Zero-day exploits are becoming more common and more vicious and this is why you should be worried.
A zero-day exploit is a cyber-attack that does precisely what the name suggests – it exploits a previously unknown vulnerability to gain access to a system, platform, business and data, and are the tastiest treats known to hackers.
In 2021, the 0-Day Tracking Project found nearly double the number that were discovered in 2020, and in 2022, half of the zero-days found have been variants of previous ones.
Google’s Project Zero, a team that is dedicated to hunting for zero-day attacks and vulnerabilities, declared in April 2022 that, really, it turned out that ‘the more you know, the more you know you don’t know’, and that, in a nutshell is why everyone should be worried.
“A zero-day exploit is essentially a piece of code or a method used to exploit a vulnerability for which there is no patch,” says Martin Potgieter, CIO at Nclose. “It’s so named because there have been no days, zero days, for the developer to release a patch or for security experts and systems to monitor for the vulnerability or the attack vector. This makes these attacks invaluable to cybercriminals and deadly to companies.”

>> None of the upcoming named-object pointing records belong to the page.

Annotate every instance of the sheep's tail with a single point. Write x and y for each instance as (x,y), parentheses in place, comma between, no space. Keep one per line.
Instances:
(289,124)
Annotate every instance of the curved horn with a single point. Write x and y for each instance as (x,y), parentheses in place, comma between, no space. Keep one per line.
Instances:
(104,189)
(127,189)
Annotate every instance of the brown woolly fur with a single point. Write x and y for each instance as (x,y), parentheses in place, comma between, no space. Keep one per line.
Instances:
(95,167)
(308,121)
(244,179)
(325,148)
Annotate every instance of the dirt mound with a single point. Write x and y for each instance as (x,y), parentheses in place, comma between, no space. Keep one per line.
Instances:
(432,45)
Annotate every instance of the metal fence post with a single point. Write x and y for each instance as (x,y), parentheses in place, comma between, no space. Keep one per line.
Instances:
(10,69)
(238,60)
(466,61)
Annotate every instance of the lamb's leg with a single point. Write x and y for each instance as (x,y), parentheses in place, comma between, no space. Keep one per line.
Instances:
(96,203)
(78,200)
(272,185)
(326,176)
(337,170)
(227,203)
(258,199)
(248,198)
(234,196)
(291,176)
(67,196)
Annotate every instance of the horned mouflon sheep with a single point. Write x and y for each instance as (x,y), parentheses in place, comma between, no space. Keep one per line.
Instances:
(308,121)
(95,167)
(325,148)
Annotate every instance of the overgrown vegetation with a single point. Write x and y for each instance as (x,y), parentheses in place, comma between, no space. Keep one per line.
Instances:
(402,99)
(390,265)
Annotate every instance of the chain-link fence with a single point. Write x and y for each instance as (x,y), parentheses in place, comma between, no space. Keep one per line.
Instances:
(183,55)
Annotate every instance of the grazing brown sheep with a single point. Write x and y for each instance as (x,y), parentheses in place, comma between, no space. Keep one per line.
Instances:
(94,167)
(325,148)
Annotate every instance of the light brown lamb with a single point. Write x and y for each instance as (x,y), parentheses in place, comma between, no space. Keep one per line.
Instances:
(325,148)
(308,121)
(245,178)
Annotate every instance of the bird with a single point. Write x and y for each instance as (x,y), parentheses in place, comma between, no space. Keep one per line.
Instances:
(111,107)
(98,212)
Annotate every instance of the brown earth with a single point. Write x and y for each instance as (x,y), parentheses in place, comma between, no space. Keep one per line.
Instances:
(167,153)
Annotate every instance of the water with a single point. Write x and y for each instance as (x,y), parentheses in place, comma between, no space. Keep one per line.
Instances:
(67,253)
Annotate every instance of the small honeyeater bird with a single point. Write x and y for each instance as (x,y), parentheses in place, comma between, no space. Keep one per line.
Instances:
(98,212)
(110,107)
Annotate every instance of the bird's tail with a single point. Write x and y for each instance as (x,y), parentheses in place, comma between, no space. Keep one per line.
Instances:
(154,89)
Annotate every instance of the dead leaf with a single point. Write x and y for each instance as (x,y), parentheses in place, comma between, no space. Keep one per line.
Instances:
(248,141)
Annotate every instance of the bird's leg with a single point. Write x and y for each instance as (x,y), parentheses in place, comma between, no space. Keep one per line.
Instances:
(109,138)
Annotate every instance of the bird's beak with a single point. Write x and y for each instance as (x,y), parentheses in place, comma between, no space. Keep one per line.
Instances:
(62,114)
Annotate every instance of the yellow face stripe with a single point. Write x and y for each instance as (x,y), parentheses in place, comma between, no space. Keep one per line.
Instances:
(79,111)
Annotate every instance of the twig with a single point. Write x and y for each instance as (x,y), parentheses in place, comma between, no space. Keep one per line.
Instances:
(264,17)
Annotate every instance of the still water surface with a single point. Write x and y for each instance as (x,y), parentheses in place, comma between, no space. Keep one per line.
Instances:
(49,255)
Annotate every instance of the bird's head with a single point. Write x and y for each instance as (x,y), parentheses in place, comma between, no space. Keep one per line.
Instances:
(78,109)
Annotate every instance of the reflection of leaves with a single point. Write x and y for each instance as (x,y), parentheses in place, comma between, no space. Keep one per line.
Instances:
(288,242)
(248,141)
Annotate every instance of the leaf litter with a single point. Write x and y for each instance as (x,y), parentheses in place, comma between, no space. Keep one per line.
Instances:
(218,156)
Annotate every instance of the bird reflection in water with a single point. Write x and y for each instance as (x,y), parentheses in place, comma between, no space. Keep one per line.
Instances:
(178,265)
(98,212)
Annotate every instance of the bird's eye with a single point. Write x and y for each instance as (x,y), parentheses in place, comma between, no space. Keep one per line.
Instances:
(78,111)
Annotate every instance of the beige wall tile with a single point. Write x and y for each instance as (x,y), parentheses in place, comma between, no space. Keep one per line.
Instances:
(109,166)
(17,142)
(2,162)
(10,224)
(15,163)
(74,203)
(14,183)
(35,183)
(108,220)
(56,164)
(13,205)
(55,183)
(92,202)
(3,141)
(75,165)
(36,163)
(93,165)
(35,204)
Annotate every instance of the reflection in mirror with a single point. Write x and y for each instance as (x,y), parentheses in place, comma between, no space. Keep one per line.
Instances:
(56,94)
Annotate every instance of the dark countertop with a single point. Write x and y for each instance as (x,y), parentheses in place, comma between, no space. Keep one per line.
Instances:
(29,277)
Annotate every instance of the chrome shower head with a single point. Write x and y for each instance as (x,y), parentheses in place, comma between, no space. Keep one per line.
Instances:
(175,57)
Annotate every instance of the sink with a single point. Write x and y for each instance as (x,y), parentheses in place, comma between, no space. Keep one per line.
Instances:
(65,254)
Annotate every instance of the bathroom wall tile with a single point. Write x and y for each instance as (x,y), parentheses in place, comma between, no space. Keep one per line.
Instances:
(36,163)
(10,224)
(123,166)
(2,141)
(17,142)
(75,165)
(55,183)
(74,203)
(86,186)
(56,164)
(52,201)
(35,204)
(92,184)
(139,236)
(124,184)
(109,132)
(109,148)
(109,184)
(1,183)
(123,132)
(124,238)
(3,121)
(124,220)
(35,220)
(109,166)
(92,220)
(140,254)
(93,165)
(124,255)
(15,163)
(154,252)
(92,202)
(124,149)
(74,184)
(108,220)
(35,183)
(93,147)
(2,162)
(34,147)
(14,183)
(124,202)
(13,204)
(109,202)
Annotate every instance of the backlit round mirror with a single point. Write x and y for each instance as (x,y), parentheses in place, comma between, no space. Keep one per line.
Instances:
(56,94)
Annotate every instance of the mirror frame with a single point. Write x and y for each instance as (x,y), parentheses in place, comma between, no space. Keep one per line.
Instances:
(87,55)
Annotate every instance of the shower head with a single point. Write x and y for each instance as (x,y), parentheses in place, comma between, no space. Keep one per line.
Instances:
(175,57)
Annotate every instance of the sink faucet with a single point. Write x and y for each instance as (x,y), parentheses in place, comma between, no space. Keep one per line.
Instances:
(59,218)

Zero-day exploits can be used by cybercriminals to gain access to systems and hold them to ransom, steal data for sale and defraud for millions.

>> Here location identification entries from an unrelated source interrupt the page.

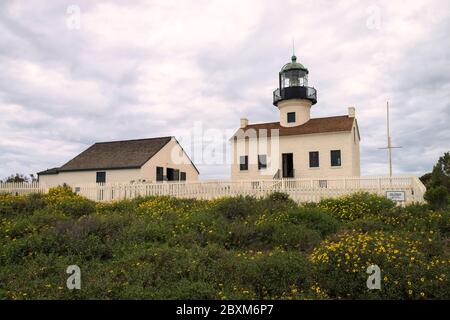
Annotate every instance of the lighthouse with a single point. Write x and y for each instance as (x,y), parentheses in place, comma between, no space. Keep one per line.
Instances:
(294,97)
(297,145)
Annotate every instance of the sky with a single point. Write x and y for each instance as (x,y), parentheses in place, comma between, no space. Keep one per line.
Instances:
(74,73)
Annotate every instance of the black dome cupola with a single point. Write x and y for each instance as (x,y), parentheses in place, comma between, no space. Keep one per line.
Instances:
(293,83)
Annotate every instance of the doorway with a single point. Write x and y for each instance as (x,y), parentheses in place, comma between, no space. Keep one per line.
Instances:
(288,165)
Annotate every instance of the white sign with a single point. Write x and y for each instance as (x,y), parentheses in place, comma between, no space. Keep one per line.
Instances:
(395,195)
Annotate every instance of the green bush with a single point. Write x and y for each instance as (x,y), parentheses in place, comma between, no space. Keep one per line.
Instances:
(229,248)
(406,271)
(357,205)
(236,207)
(76,207)
(437,197)
(313,218)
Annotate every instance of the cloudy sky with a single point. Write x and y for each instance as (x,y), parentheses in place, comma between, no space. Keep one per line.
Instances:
(72,73)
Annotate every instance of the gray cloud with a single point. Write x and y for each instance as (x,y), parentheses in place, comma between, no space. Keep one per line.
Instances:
(146,68)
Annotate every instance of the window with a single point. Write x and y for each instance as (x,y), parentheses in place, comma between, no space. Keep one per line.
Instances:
(335,158)
(170,174)
(262,161)
(243,163)
(101,177)
(159,174)
(291,117)
(314,159)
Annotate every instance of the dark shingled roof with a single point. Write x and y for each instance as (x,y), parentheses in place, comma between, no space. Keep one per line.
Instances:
(316,125)
(127,154)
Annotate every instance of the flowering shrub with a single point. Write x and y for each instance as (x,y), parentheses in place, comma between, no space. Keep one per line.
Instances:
(357,205)
(228,248)
(406,271)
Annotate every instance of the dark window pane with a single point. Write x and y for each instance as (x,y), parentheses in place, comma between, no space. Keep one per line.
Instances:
(314,159)
(243,163)
(170,174)
(291,117)
(101,177)
(262,161)
(288,165)
(159,173)
(335,158)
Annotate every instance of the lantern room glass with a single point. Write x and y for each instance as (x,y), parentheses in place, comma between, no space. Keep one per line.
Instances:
(294,78)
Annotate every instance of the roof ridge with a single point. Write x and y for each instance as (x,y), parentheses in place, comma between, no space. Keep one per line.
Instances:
(277,122)
(130,140)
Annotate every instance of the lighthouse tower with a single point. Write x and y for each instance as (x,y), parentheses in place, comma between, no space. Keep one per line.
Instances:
(294,97)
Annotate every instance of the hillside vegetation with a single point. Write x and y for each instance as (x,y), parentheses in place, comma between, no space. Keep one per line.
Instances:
(230,248)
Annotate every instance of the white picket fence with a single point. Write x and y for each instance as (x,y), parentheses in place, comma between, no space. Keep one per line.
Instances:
(20,188)
(301,190)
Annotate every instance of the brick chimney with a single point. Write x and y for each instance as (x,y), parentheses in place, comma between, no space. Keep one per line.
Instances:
(351,112)
(244,122)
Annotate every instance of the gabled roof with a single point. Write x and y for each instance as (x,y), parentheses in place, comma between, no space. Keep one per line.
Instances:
(128,154)
(315,125)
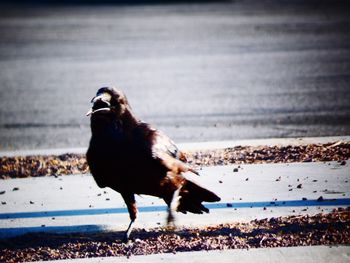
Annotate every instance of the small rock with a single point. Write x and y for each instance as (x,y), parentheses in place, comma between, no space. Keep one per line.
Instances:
(320,199)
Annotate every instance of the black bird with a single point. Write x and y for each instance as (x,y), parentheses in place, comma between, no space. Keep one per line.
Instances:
(131,157)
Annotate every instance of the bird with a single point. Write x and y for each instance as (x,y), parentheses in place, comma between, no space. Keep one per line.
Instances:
(133,158)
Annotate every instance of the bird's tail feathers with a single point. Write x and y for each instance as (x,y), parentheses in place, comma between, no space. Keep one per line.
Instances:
(192,196)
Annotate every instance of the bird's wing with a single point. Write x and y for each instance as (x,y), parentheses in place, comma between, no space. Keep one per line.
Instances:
(165,150)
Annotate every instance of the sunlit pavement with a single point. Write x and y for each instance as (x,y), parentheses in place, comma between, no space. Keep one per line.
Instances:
(74,203)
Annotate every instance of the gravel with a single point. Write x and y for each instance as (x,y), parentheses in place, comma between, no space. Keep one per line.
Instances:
(54,165)
(321,229)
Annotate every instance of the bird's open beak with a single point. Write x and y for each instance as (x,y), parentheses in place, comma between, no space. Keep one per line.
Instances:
(105,98)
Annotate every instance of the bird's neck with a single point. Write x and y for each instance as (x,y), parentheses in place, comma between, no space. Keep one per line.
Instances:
(129,121)
(101,124)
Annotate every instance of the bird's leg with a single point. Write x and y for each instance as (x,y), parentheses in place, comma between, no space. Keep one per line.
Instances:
(174,203)
(131,204)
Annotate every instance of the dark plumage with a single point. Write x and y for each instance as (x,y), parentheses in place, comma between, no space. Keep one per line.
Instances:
(131,157)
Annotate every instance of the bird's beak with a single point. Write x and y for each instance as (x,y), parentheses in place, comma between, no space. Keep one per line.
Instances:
(105,98)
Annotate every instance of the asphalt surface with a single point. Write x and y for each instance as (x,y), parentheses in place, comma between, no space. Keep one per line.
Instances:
(198,71)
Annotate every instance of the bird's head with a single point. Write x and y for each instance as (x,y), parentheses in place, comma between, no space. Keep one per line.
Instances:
(109,101)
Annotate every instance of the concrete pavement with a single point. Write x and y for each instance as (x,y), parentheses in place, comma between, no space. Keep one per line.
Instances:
(75,203)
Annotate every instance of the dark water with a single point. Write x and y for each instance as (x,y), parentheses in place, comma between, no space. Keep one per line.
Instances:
(198,71)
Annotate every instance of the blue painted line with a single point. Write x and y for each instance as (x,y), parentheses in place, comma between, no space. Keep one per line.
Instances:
(146,209)
(18,231)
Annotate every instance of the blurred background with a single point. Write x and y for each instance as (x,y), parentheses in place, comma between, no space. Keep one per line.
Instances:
(198,70)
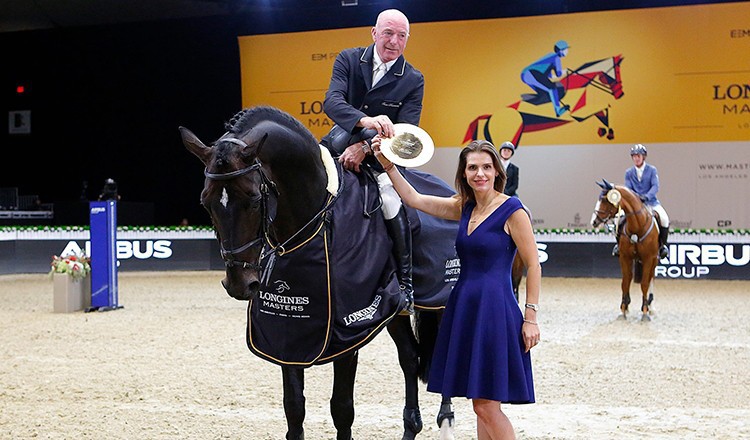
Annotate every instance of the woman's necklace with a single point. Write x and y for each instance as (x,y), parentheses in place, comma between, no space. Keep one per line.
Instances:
(480,214)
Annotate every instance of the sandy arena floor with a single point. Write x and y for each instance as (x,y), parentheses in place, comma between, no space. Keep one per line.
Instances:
(172,364)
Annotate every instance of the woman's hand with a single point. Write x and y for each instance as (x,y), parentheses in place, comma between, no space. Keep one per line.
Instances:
(530,333)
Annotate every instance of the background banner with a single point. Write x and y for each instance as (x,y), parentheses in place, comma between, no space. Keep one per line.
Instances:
(676,79)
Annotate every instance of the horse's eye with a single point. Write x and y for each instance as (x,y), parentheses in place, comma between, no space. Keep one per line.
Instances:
(255,202)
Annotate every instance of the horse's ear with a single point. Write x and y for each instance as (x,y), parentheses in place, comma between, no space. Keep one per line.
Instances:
(194,145)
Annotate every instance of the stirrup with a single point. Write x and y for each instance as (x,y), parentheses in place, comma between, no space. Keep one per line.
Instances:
(409,297)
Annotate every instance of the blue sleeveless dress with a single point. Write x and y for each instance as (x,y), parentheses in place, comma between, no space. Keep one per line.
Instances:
(479,351)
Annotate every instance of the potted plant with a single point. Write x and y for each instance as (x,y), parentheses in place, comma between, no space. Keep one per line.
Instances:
(71,282)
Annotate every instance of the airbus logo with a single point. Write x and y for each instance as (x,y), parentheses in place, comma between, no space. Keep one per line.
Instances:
(139,249)
(694,261)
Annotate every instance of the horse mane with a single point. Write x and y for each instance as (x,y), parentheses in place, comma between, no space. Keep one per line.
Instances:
(247,118)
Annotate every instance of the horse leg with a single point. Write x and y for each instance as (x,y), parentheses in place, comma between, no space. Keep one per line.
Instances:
(342,398)
(294,401)
(627,277)
(446,419)
(408,358)
(646,284)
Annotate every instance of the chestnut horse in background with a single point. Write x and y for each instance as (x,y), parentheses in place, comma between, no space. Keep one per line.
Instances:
(638,239)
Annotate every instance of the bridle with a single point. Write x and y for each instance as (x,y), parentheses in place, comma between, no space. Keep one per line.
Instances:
(267,187)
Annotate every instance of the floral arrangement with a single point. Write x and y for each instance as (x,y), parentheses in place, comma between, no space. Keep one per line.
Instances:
(77,266)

Over the past year, they’ve been described as the ‘millionaire zero-day exploit markets’ and the ‘rise of the million dollar zero-day market’, for good reason. And these exploits are not just being used by hackers to snatch funds from big business, they’re being used by governments to launch mass campaigns, influence perceptions and even more nefarious and unpleasant attacks.

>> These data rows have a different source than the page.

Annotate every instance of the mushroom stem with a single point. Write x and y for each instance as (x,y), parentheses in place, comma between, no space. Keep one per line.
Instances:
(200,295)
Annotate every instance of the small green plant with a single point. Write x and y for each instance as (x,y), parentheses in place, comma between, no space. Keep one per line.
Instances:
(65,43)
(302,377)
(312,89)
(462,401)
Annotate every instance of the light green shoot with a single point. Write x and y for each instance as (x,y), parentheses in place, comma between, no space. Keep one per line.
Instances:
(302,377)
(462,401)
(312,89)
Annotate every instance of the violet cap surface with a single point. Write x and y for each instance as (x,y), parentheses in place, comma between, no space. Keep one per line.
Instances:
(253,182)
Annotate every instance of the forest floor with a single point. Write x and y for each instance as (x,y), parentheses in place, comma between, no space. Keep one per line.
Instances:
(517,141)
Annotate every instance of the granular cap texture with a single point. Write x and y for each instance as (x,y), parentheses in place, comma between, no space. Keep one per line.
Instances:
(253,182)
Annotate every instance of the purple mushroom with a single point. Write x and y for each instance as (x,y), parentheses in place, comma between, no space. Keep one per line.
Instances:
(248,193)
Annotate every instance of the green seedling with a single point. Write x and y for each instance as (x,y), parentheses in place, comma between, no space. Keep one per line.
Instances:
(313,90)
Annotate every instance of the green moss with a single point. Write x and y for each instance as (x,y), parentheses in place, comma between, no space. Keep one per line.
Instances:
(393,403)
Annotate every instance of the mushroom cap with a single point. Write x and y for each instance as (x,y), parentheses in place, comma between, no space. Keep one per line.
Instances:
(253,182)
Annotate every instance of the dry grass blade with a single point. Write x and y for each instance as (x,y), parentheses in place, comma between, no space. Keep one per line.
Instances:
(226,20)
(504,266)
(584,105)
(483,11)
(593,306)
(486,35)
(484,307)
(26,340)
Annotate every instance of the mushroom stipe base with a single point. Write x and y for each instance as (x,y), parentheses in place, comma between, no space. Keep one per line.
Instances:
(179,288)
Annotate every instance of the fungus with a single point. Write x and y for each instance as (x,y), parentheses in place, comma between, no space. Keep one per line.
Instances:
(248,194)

“Last year, there were quite a few Microsoft Exchange zero-day vulnerabilities that were found by researchers,” says Potgieter. “These researchers, be they the good guys or the bad guys, are committed to finding the vulnerabilities in this platform.
“The good guy’s report anything they find to Microsoft who then set out to fix the code and deploy a patch and then notify the public. However, if an attacker finds the vulnerability, they set out to exploit it immediately because nobody knows what to look for, or that it exists. The perfect storm.”
For the business, the entire zero-day landscape may look a lot like a scene from Mad Max. Wild attackers in nail-studded attack vectors swooping into their systems like a hot knife through proverbial butter. However, there are steps that can be taken to add in layers of protection and to ensure that zero-day risks are managed, if not mitigated.
“The first is to ensure that you patch your systems consistently and that you are on top of the latest patch releases and announcements from software developers,” says Potgieter. “Vendors can be lackluster when it comes to how long they take to fix an issue and how much effort they put into it, so it’s important to prioritise this awareness and to stay ahead of patches and announcements.”
Often, systems will show a spike in attacks when a zero-day has been found or remains unpatched, so it’s important to remain alert to these shifts in detection temperature so you can catch attempts and vulnerabilities fast. In the absence of a patch, companies have to put other systems and solutions in place to mitigate the risk of attack, like take a service offline or disable a specific functionality to make the exploit code ineffective until the system can be patched.
“Very often, hackers will scan systems to find those that are vulnerable so they can attack at a later stage,” says Potgieter. “This happens very soon after the exploit code is released. So, perhaps the biggest safety net for any business right now is to stay alert and watch for shifts in attack volume and in exploit announcements.
“Then, invest into a Cybersecurity Partner that is dedicated to assessing vulnerabilities and offer a vulnerability management service. This means that you have a team researching the zero-day researchers, announcements and trends so you are ahead of the risk.”
The future may not be clear, and the ability to detect zero-day exploits may not be fool proof, but investing into the right tools and support will give the business far more control over the landscape and significantly reduce the risk.